London, 27 December 2021:
During the part of its session broadcast live today, the House of Representatives (HoR) was unable to reach agreement on progress towards another election date. While some members wanted to make progress and look forward, many were more interested in placing blame for the postponement of Libya’s 24 December 2021 elections.
In the early session cameras were turned off as security reports on the elections were read out to members. Parts of these reports were revealed by members during their intervention.
In its first session since the passing of 24 December and the failure to hold the promised elections, the HoR claimed that over 120 members had attended, which is a high turnout and indicates broad participation across political and regional divides.
The interventions by members could be summarised as follows:
- The date of 24th of January 2022 suggested by the High National Elections Commission (HNEC) as a possible new date for Libya’s postponed elections is an unrealistic date for holding the next elections. This, members felt, because some of the causes of the postponement of the 24th of December 2021 elections would still there and would not be removed by the 24th of January. These included the causes that were revealed in the closed session by the security agencies.
- It was suggested that the HoR come up with a new political Road map.
- Some members blamed Abd Alhamid Aldabaiba government in its role as executive for the failure of the elections to be held on time. They blamed it for failing to create the right climate.
- Some MPs called for the formation of a new government and considered the term of the current government over.
- Some MPs suggested that there should be an amendment of the draft constitution and that they should come up with a consensual constitution.
- Those who considered HNEC to be the cause of the postponement of the elections called for HNEC head Emad Sayeh to be called to account for his actions and decisions. Some made a stronger demand that Sayeh be investigated.
- Some just wanted a more detailed and less vague report from HNEC spelling out the causes of the postponement.
- Some members called for the disbanding of the current HNEC and the formation of a new one with a new head.
- Some members reminded that it was not the HoR that chose the 24th of January as the election date.
- Some members laid the blame on the UN created and selected Libyan Political Dialogue Forum (LPDF). They said the elections had failed to be held on time when the LPDF failed to come up with constitutional basis for the elections.
- HNEC was criticised for accepting all candidates with missing criteria. Some members felt they misinterpreted how to operate and should not have accepted their files in the first place. They should not have ‘‘passed the buck’’ and referred them to the courts.
- HNEC head Emad Sayeh had cited ‘‘force majeure’’ as one of his reasons for postponing the elections, but he did not spell out what this force measure was. Members wanted it spelled out.

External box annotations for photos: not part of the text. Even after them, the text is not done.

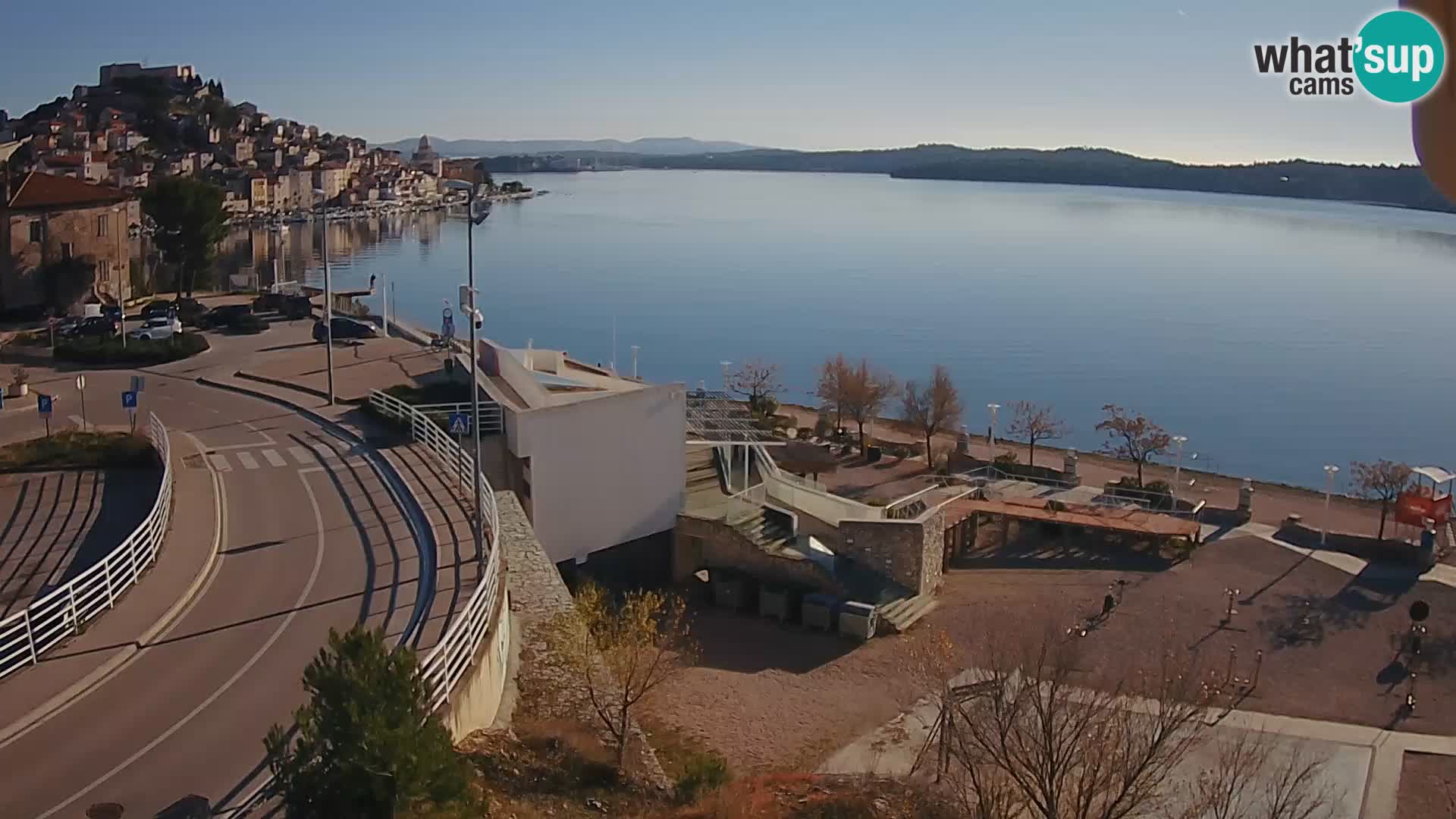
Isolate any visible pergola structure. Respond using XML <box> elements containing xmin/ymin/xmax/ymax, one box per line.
<box><xmin>687</xmin><ymin>389</ymin><xmax>785</xmax><ymax>493</ymax></box>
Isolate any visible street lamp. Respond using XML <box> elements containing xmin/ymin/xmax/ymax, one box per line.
<box><xmin>446</xmin><ymin>179</ymin><xmax>491</xmax><ymax>561</ymax></box>
<box><xmin>313</xmin><ymin>188</ymin><xmax>334</xmax><ymax>406</ymax></box>
<box><xmin>1320</xmin><ymin>463</ymin><xmax>1339</xmax><ymax>548</ymax></box>
<box><xmin>990</xmin><ymin>403</ymin><xmax>1000</xmax><ymax>463</ymax></box>
<box><xmin>1174</xmin><ymin>436</ymin><xmax>1188</xmax><ymax>500</ymax></box>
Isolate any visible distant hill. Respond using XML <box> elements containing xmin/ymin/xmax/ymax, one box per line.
<box><xmin>622</xmin><ymin>144</ymin><xmax>1456</xmax><ymax>213</ymax></box>
<box><xmin>374</xmin><ymin>137</ymin><xmax>755</xmax><ymax>156</ymax></box>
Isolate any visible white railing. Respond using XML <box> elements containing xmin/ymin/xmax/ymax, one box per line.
<box><xmin>0</xmin><ymin>413</ymin><xmax>172</xmax><ymax>678</ymax></box>
<box><xmin>369</xmin><ymin>389</ymin><xmax>500</xmax><ymax>708</ymax></box>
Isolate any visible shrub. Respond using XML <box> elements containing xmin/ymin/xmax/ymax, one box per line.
<box><xmin>677</xmin><ymin>754</ymin><xmax>730</xmax><ymax>803</ymax></box>
<box><xmin>55</xmin><ymin>332</ymin><xmax>209</xmax><ymax>367</ymax></box>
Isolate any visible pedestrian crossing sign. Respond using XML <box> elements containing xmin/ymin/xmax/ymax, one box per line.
<box><xmin>450</xmin><ymin>413</ymin><xmax>470</xmax><ymax>436</ymax></box>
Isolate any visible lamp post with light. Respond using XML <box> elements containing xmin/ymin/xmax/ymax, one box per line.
<box><xmin>446</xmin><ymin>179</ymin><xmax>491</xmax><ymax>560</ymax></box>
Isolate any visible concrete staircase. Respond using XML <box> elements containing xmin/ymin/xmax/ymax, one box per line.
<box><xmin>728</xmin><ymin>506</ymin><xmax>793</xmax><ymax>551</ymax></box>
<box><xmin>875</xmin><ymin>595</ymin><xmax>940</xmax><ymax>632</ymax></box>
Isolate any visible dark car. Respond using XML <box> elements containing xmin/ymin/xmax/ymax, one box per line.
<box><xmin>61</xmin><ymin>316</ymin><xmax>121</xmax><ymax>338</ymax></box>
<box><xmin>313</xmin><ymin>316</ymin><xmax>378</xmax><ymax>343</ymax></box>
<box><xmin>196</xmin><ymin>305</ymin><xmax>253</xmax><ymax>329</ymax></box>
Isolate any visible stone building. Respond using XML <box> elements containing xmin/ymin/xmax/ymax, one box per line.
<box><xmin>0</xmin><ymin>172</ymin><xmax>136</xmax><ymax>310</ymax></box>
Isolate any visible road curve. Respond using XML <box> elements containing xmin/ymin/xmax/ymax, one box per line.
<box><xmin>0</xmin><ymin>372</ymin><xmax>432</xmax><ymax>817</ymax></box>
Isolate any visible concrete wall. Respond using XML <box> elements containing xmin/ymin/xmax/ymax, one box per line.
<box><xmin>673</xmin><ymin>514</ymin><xmax>843</xmax><ymax>595</ymax></box>
<box><xmin>763</xmin><ymin>475</ymin><xmax>885</xmax><ymax>523</ymax></box>
<box><xmin>507</xmin><ymin>384</ymin><xmax>687</xmax><ymax>563</ymax></box>
<box><xmin>443</xmin><ymin>586</ymin><xmax>511</xmax><ymax>742</ymax></box>
<box><xmin>839</xmin><ymin>512</ymin><xmax>945</xmax><ymax>595</ymax></box>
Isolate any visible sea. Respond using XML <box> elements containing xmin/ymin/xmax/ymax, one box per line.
<box><xmin>223</xmin><ymin>171</ymin><xmax>1456</xmax><ymax>487</ymax></box>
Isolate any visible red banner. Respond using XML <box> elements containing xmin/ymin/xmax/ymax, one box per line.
<box><xmin>1395</xmin><ymin>491</ymin><xmax>1451</xmax><ymax>526</ymax></box>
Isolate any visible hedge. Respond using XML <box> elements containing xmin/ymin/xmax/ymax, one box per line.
<box><xmin>55</xmin><ymin>332</ymin><xmax>209</xmax><ymax>367</ymax></box>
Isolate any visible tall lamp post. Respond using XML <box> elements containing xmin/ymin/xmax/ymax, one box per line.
<box><xmin>990</xmin><ymin>403</ymin><xmax>1000</xmax><ymax>463</ymax></box>
<box><xmin>313</xmin><ymin>188</ymin><xmax>334</xmax><ymax>406</ymax></box>
<box><xmin>446</xmin><ymin>179</ymin><xmax>491</xmax><ymax>561</ymax></box>
<box><xmin>1174</xmin><ymin>436</ymin><xmax>1188</xmax><ymax>500</ymax></box>
<box><xmin>1320</xmin><ymin>463</ymin><xmax>1339</xmax><ymax>547</ymax></box>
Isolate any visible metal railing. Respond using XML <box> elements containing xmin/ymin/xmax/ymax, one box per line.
<box><xmin>412</xmin><ymin>400</ymin><xmax>505</xmax><ymax>433</ymax></box>
<box><xmin>369</xmin><ymin>389</ymin><xmax>500</xmax><ymax>710</ymax></box>
<box><xmin>0</xmin><ymin>413</ymin><xmax>172</xmax><ymax>678</ymax></box>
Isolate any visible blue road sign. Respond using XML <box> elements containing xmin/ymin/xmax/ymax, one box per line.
<box><xmin>450</xmin><ymin>413</ymin><xmax>470</xmax><ymax>436</ymax></box>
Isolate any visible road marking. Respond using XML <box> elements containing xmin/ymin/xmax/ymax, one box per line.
<box><xmin>36</xmin><ymin>475</ymin><xmax>323</xmax><ymax>819</ymax></box>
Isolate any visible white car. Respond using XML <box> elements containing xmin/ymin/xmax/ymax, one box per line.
<box><xmin>127</xmin><ymin>316</ymin><xmax>182</xmax><ymax>340</ymax></box>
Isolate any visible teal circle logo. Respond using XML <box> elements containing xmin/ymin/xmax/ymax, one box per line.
<box><xmin>1356</xmin><ymin>9</ymin><xmax>1446</xmax><ymax>102</ymax></box>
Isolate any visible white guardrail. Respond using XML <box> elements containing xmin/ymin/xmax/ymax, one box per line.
<box><xmin>369</xmin><ymin>389</ymin><xmax>500</xmax><ymax>710</ymax></box>
<box><xmin>0</xmin><ymin>413</ymin><xmax>172</xmax><ymax>678</ymax></box>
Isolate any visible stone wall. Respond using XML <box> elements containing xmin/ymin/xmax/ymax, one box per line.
<box><xmin>495</xmin><ymin>493</ymin><xmax>670</xmax><ymax>787</ymax></box>
<box><xmin>673</xmin><ymin>514</ymin><xmax>845</xmax><ymax>595</ymax></box>
<box><xmin>839</xmin><ymin>512</ymin><xmax>945</xmax><ymax>595</ymax></box>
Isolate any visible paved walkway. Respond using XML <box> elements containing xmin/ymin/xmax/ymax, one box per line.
<box><xmin>0</xmin><ymin>431</ymin><xmax>217</xmax><ymax>743</ymax></box>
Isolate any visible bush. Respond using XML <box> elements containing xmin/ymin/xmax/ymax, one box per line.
<box><xmin>0</xmin><ymin>430</ymin><xmax>157</xmax><ymax>469</ymax></box>
<box><xmin>55</xmin><ymin>332</ymin><xmax>209</xmax><ymax>367</ymax></box>
<box><xmin>677</xmin><ymin>754</ymin><xmax>730</xmax><ymax>803</ymax></box>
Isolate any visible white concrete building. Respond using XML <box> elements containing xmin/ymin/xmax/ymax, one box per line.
<box><xmin>457</xmin><ymin>341</ymin><xmax>687</xmax><ymax>563</ymax></box>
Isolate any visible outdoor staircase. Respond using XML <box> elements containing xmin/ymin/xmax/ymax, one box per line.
<box><xmin>728</xmin><ymin>506</ymin><xmax>793</xmax><ymax>552</ymax></box>
<box><xmin>875</xmin><ymin>595</ymin><xmax>940</xmax><ymax>632</ymax></box>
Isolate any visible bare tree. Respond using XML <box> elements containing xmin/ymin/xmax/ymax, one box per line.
<box><xmin>549</xmin><ymin>583</ymin><xmax>698</xmax><ymax>768</ymax></box>
<box><xmin>1097</xmin><ymin>403</ymin><xmax>1172</xmax><ymax>487</ymax></box>
<box><xmin>1350</xmin><ymin>459</ymin><xmax>1410</xmax><ymax>541</ymax></box>
<box><xmin>814</xmin><ymin>353</ymin><xmax>852</xmax><ymax>430</ymax></box>
<box><xmin>845</xmin><ymin>359</ymin><xmax>896</xmax><ymax>453</ymax></box>
<box><xmin>901</xmin><ymin>364</ymin><xmax>962</xmax><ymax>469</ymax></box>
<box><xmin>954</xmin><ymin>631</ymin><xmax>1207</xmax><ymax>819</ymax></box>
<box><xmin>1006</xmin><ymin>400</ymin><xmax>1070</xmax><ymax>466</ymax></box>
<box><xmin>728</xmin><ymin>359</ymin><xmax>783</xmax><ymax>419</ymax></box>
<box><xmin>1176</xmin><ymin>730</ymin><xmax>1342</xmax><ymax>819</ymax></box>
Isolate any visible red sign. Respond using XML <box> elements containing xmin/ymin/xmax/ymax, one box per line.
<box><xmin>1395</xmin><ymin>491</ymin><xmax>1451</xmax><ymax>526</ymax></box>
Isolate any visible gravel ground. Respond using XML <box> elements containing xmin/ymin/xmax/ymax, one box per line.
<box><xmin>648</xmin><ymin>538</ymin><xmax>1456</xmax><ymax>773</ymax></box>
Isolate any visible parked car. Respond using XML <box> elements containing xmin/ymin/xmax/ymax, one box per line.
<box><xmin>313</xmin><ymin>316</ymin><xmax>378</xmax><ymax>337</ymax></box>
<box><xmin>61</xmin><ymin>316</ymin><xmax>121</xmax><ymax>338</ymax></box>
<box><xmin>127</xmin><ymin>316</ymin><xmax>182</xmax><ymax>340</ymax></box>
<box><xmin>196</xmin><ymin>305</ymin><xmax>253</xmax><ymax>329</ymax></box>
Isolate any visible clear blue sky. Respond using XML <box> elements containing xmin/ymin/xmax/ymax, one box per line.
<box><xmin>0</xmin><ymin>0</ymin><xmax>1414</xmax><ymax>162</ymax></box>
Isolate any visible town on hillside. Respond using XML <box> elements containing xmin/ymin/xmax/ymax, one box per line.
<box><xmin>0</xmin><ymin>63</ymin><xmax>532</xmax><ymax>313</ymax></box>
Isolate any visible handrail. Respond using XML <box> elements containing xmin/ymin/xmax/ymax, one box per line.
<box><xmin>369</xmin><ymin>389</ymin><xmax>500</xmax><ymax>710</ymax></box>
<box><xmin>0</xmin><ymin>413</ymin><xmax>172</xmax><ymax>678</ymax></box>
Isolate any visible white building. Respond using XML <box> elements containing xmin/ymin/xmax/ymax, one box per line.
<box><xmin>457</xmin><ymin>341</ymin><xmax>687</xmax><ymax>563</ymax></box>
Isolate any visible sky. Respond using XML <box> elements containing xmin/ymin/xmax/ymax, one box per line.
<box><xmin>0</xmin><ymin>0</ymin><xmax>1415</xmax><ymax>163</ymax></box>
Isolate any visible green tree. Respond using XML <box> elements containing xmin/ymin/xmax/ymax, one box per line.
<box><xmin>141</xmin><ymin>177</ymin><xmax>228</xmax><ymax>296</ymax></box>
<box><xmin>264</xmin><ymin>625</ymin><xmax>469</xmax><ymax>819</ymax></box>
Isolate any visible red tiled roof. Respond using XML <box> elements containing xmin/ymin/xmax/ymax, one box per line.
<box><xmin>10</xmin><ymin>171</ymin><xmax>131</xmax><ymax>210</ymax></box>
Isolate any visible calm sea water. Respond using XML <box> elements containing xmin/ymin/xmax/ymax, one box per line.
<box><xmin>218</xmin><ymin>171</ymin><xmax>1456</xmax><ymax>485</ymax></box>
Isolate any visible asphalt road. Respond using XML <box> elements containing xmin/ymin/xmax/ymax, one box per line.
<box><xmin>0</xmin><ymin>325</ymin><xmax>429</xmax><ymax>819</ymax></box>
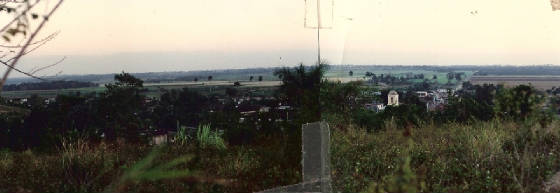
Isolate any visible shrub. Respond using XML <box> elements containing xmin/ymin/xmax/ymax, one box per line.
<box><xmin>196</xmin><ymin>125</ymin><xmax>226</xmax><ymax>149</ymax></box>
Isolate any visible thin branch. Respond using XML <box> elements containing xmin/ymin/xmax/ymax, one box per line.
<box><xmin>0</xmin><ymin>60</ymin><xmax>45</xmax><ymax>80</ymax></box>
<box><xmin>0</xmin><ymin>31</ymin><xmax>60</xmax><ymax>49</ymax></box>
<box><xmin>0</xmin><ymin>0</ymin><xmax>64</xmax><ymax>92</ymax></box>
<box><xmin>0</xmin><ymin>1</ymin><xmax>40</xmax><ymax>32</ymax></box>
<box><xmin>7</xmin><ymin>30</ymin><xmax>57</xmax><ymax>62</ymax></box>
<box><xmin>29</xmin><ymin>56</ymin><xmax>66</xmax><ymax>74</ymax></box>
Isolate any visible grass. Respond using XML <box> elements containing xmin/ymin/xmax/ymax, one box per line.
<box><xmin>0</xmin><ymin>117</ymin><xmax>560</xmax><ymax>192</ymax></box>
<box><xmin>0</xmin><ymin>136</ymin><xmax>301</xmax><ymax>193</ymax></box>
<box><xmin>332</xmin><ymin>120</ymin><xmax>560</xmax><ymax>192</ymax></box>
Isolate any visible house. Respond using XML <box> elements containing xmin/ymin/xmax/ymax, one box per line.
<box><xmin>387</xmin><ymin>90</ymin><xmax>399</xmax><ymax>106</ymax></box>
<box><xmin>416</xmin><ymin>91</ymin><xmax>428</xmax><ymax>98</ymax></box>
<box><xmin>365</xmin><ymin>103</ymin><xmax>385</xmax><ymax>112</ymax></box>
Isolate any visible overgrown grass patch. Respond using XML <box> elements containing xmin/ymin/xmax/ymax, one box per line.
<box><xmin>332</xmin><ymin>120</ymin><xmax>560</xmax><ymax>192</ymax></box>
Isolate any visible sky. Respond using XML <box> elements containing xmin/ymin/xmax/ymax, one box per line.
<box><xmin>2</xmin><ymin>0</ymin><xmax>560</xmax><ymax>77</ymax></box>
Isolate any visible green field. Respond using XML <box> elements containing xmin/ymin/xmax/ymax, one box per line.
<box><xmin>2</xmin><ymin>81</ymin><xmax>280</xmax><ymax>98</ymax></box>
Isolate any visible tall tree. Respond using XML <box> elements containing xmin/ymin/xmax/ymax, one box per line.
<box><xmin>274</xmin><ymin>63</ymin><xmax>328</xmax><ymax>122</ymax></box>
<box><xmin>99</xmin><ymin>72</ymin><xmax>143</xmax><ymax>139</ymax></box>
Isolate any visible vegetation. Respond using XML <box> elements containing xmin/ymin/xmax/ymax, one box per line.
<box><xmin>0</xmin><ymin>64</ymin><xmax>560</xmax><ymax>192</ymax></box>
<box><xmin>2</xmin><ymin>81</ymin><xmax>99</xmax><ymax>91</ymax></box>
<box><xmin>332</xmin><ymin>120</ymin><xmax>560</xmax><ymax>192</ymax></box>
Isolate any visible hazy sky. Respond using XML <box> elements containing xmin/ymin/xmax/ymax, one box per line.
<box><xmin>5</xmin><ymin>0</ymin><xmax>560</xmax><ymax>76</ymax></box>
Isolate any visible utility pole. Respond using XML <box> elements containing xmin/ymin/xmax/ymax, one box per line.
<box><xmin>304</xmin><ymin>0</ymin><xmax>334</xmax><ymax>64</ymax></box>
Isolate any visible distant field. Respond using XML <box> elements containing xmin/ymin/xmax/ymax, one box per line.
<box><xmin>325</xmin><ymin>67</ymin><xmax>474</xmax><ymax>84</ymax></box>
<box><xmin>470</xmin><ymin>76</ymin><xmax>560</xmax><ymax>90</ymax></box>
<box><xmin>2</xmin><ymin>81</ymin><xmax>282</xmax><ymax>98</ymax></box>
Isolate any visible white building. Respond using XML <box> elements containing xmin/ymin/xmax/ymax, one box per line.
<box><xmin>387</xmin><ymin>90</ymin><xmax>399</xmax><ymax>106</ymax></box>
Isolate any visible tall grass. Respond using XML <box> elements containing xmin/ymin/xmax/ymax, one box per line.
<box><xmin>332</xmin><ymin>120</ymin><xmax>560</xmax><ymax>192</ymax></box>
<box><xmin>196</xmin><ymin>124</ymin><xmax>226</xmax><ymax>149</ymax></box>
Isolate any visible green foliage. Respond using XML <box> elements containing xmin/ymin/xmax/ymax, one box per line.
<box><xmin>104</xmin><ymin>147</ymin><xmax>193</xmax><ymax>192</ymax></box>
<box><xmin>331</xmin><ymin>120</ymin><xmax>560</xmax><ymax>192</ymax></box>
<box><xmin>274</xmin><ymin>63</ymin><xmax>328</xmax><ymax>122</ymax></box>
<box><xmin>196</xmin><ymin>124</ymin><xmax>226</xmax><ymax>149</ymax></box>
<box><xmin>495</xmin><ymin>85</ymin><xmax>543</xmax><ymax>120</ymax></box>
<box><xmin>320</xmin><ymin>82</ymin><xmax>363</xmax><ymax>114</ymax></box>
<box><xmin>175</xmin><ymin>123</ymin><xmax>191</xmax><ymax>145</ymax></box>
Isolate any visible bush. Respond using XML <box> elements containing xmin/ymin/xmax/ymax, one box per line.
<box><xmin>196</xmin><ymin>125</ymin><xmax>226</xmax><ymax>149</ymax></box>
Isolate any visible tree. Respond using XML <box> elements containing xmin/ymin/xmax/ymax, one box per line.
<box><xmin>455</xmin><ymin>73</ymin><xmax>461</xmax><ymax>82</ymax></box>
<box><xmin>0</xmin><ymin>0</ymin><xmax>64</xmax><ymax>92</ymax></box>
<box><xmin>99</xmin><ymin>72</ymin><xmax>143</xmax><ymax>140</ymax></box>
<box><xmin>274</xmin><ymin>63</ymin><xmax>328</xmax><ymax>122</ymax></box>
<box><xmin>495</xmin><ymin>85</ymin><xmax>543</xmax><ymax>120</ymax></box>
<box><xmin>226</xmin><ymin>87</ymin><xmax>239</xmax><ymax>98</ymax></box>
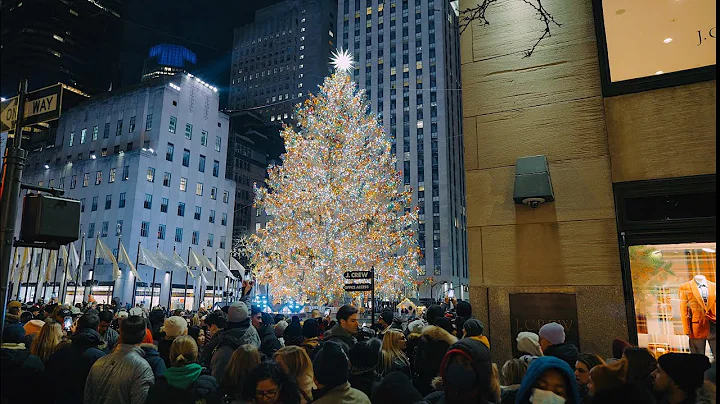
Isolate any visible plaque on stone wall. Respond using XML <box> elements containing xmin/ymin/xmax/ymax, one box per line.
<box><xmin>510</xmin><ymin>293</ymin><xmax>580</xmax><ymax>357</ymax></box>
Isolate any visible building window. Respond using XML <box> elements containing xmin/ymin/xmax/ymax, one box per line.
<box><xmin>165</xmin><ymin>143</ymin><xmax>175</xmax><ymax>161</ymax></box>
<box><xmin>183</xmin><ymin>149</ymin><xmax>190</xmax><ymax>167</ymax></box>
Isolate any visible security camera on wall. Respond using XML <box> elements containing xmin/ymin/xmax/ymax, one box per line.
<box><xmin>513</xmin><ymin>155</ymin><xmax>555</xmax><ymax>208</ymax></box>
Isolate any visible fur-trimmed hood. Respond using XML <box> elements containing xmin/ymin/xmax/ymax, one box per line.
<box><xmin>421</xmin><ymin>325</ymin><xmax>457</xmax><ymax>345</ymax></box>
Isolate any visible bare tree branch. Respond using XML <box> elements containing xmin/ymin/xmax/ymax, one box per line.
<box><xmin>459</xmin><ymin>0</ymin><xmax>562</xmax><ymax>58</ymax></box>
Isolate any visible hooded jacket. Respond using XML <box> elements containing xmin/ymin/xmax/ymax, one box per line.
<box><xmin>146</xmin><ymin>363</ymin><xmax>222</xmax><ymax>404</ymax></box>
<box><xmin>208</xmin><ymin>317</ymin><xmax>260</xmax><ymax>380</ymax></box>
<box><xmin>515</xmin><ymin>356</ymin><xmax>580</xmax><ymax>404</ymax></box>
<box><xmin>83</xmin><ymin>344</ymin><xmax>155</xmax><ymax>404</ymax></box>
<box><xmin>544</xmin><ymin>344</ymin><xmax>580</xmax><ymax>370</ymax></box>
<box><xmin>0</xmin><ymin>343</ymin><xmax>45</xmax><ymax>403</ymax></box>
<box><xmin>323</xmin><ymin>323</ymin><xmax>357</xmax><ymax>353</ymax></box>
<box><xmin>45</xmin><ymin>329</ymin><xmax>105</xmax><ymax>404</ymax></box>
<box><xmin>140</xmin><ymin>344</ymin><xmax>167</xmax><ymax>379</ymax></box>
<box><xmin>411</xmin><ymin>325</ymin><xmax>458</xmax><ymax>397</ymax></box>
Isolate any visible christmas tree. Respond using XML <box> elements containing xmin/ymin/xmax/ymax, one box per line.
<box><xmin>241</xmin><ymin>51</ymin><xmax>420</xmax><ymax>302</ymax></box>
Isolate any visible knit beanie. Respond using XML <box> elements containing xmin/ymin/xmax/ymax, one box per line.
<box><xmin>228</xmin><ymin>302</ymin><xmax>248</xmax><ymax>323</ymax></box>
<box><xmin>163</xmin><ymin>316</ymin><xmax>187</xmax><ymax>337</ymax></box>
<box><xmin>658</xmin><ymin>353</ymin><xmax>710</xmax><ymax>392</ymax></box>
<box><xmin>313</xmin><ymin>341</ymin><xmax>349</xmax><ymax>389</ymax></box>
<box><xmin>463</xmin><ymin>318</ymin><xmax>485</xmax><ymax>337</ymax></box>
<box><xmin>23</xmin><ymin>319</ymin><xmax>45</xmax><ymax>335</ymax></box>
<box><xmin>517</xmin><ymin>331</ymin><xmax>543</xmax><ymax>356</ymax></box>
<box><xmin>2</xmin><ymin>323</ymin><xmax>25</xmax><ymax>344</ymax></box>
<box><xmin>538</xmin><ymin>323</ymin><xmax>565</xmax><ymax>345</ymax></box>
<box><xmin>303</xmin><ymin>318</ymin><xmax>318</xmax><ymax>338</ymax></box>
<box><xmin>612</xmin><ymin>338</ymin><xmax>632</xmax><ymax>359</ymax></box>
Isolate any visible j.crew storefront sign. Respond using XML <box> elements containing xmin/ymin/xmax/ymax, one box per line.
<box><xmin>510</xmin><ymin>293</ymin><xmax>580</xmax><ymax>357</ymax></box>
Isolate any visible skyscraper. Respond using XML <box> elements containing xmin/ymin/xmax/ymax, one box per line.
<box><xmin>228</xmin><ymin>0</ymin><xmax>337</xmax><ymax>121</ymax></box>
<box><xmin>337</xmin><ymin>0</ymin><xmax>468</xmax><ymax>298</ymax></box>
<box><xmin>0</xmin><ymin>0</ymin><xmax>123</xmax><ymax>97</ymax></box>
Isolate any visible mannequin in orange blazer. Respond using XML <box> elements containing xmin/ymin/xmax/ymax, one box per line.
<box><xmin>678</xmin><ymin>276</ymin><xmax>716</xmax><ymax>355</ymax></box>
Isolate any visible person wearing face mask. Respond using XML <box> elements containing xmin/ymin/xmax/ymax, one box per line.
<box><xmin>516</xmin><ymin>356</ymin><xmax>580</xmax><ymax>404</ymax></box>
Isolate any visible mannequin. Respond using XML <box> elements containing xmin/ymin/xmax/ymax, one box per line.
<box><xmin>678</xmin><ymin>275</ymin><xmax>716</xmax><ymax>356</ymax></box>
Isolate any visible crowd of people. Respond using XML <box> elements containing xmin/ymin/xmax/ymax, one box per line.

- One member blamed pressure by the USA on HNEC head Emad Sayeh into postponing the elections. They did not want Saif Qaddafi running in the elections who had been reinstated as a candidate by the courts after HNEC had initially disqualified him.
- Another member pointed out that Stephanie Williams is an advisor on Libya to the UN Secretary General and not in stewardship over Libya.
- One HoR member said the elections failed to be held because the USA, UK and Russia want to force their own political views on Libya.
- Others said all foreign forces must be removed from Libya so that there can be fair and free elections.
- Others said the conditions for elections include a (state controlled, non-militia) army to secure the ballot box and polling stations and elections.
- Others said there needs to be a constitutional basis, a consensus and national reconciliation before elections can be held.
Why were elections postponed?
- Members revealed that HNEC / the Security agencies had reported that some voting cards went missing or were not delivered to the correct polling stations or to their owners and that there were between 250,000 to 700,000 fake National ID numbers.
- Some suspected of crimes had registered as parliamentary or presidential candidates.
- Some candidates had fake information or data on their application forms. Some had false sponsors.
The session ended in disruption when the acting Speaker suggested a vote on what he saw as the only three conclusions reached by the various speakers throughout the session. Many members objected to a vote or to not having had the chance to speak yet. The television transmission was then suddenly cut.